Frederick's caucus-night plans are still being worked out, although he will likely do cut-ins in prime time. He will have his main anchor on the floor of the convention center, with reporters at caucus sites and at the headquarters of the front-runners. He is also hoping to get some national faces from ABC News on the newscast, either George Stephanopoulos or Peter Jennings. "We've been told we will get them."

KWQC-TV Davenport, a three-hour drive from the major head-counting in Des Moines, is sending a crew of two but does not plan to break into regular programming, according to News Director Doug Retherford. "We'll do the best we can and cover it as a news event in our newscast," he says, including covering some of the local caucuses Logistics, rather than content, dictate that treatment given the distance to Des Moines, he adds.

The station will be getting some help in that department from affiliate-feed NBC News Channel. KWQC-TV doesn't have a satellite truck, so it will book windows and get other logistical help, including space and access to equipment. While moving the starting time may give his station a little more content for the wrap-up, Retherford still thinks it will be "a long night."

One Iowa station that will have a long night is CBS affiliate KMEG(TV) Sioux City. A week ago, the station cut seven of 16 news staffers, citing a restructuring that included dropping weekend newscasts altogether. Gone are two anchors, the chief meteorologist, sports director, 6 and 10 p.m. producers, and a full-time and part-time photographer. The last three or four ratings books have been flat, and a source says the station has been losing money. "We had planned to hit one or two caucuses," says a self-proclaimed survivor, who gives new meaning to the phrase beat reporter. "I don't know what we'll do now." Even at full strength, "usually by 6 p.m. we were beat."
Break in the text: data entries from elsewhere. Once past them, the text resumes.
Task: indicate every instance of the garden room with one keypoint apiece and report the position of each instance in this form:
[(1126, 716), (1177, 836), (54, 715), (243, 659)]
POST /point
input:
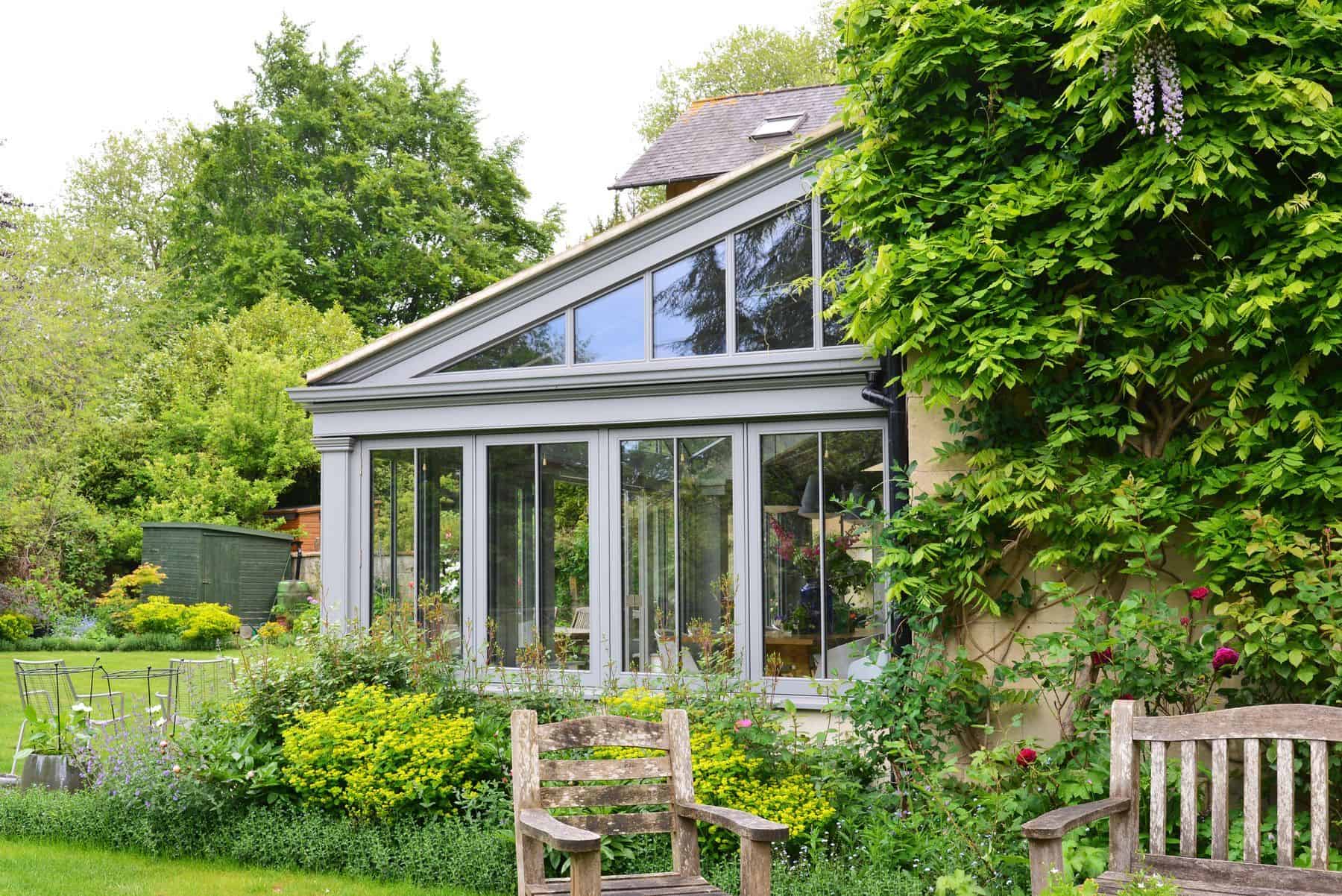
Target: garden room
[(646, 456)]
The caucus coverage and prime time preemptions cut into the bottom line. But does it make for must-see TV? "It's hard to tell," says Ginther.
"We're a diary market, and viewers don't have diaries in January. You do it because it's big news going on in your community."

One way Frederick at WOI-TV measures success is by the balance of his coverage. He says the station focused its caucus run-up coverage on policy statements rather than candidate endorsements by various groups. In part that's because he wants to avoid being accused of playing favorites. "We keep a running list of what we do so that candidates can't come back later and say we have been focusing more on one than another."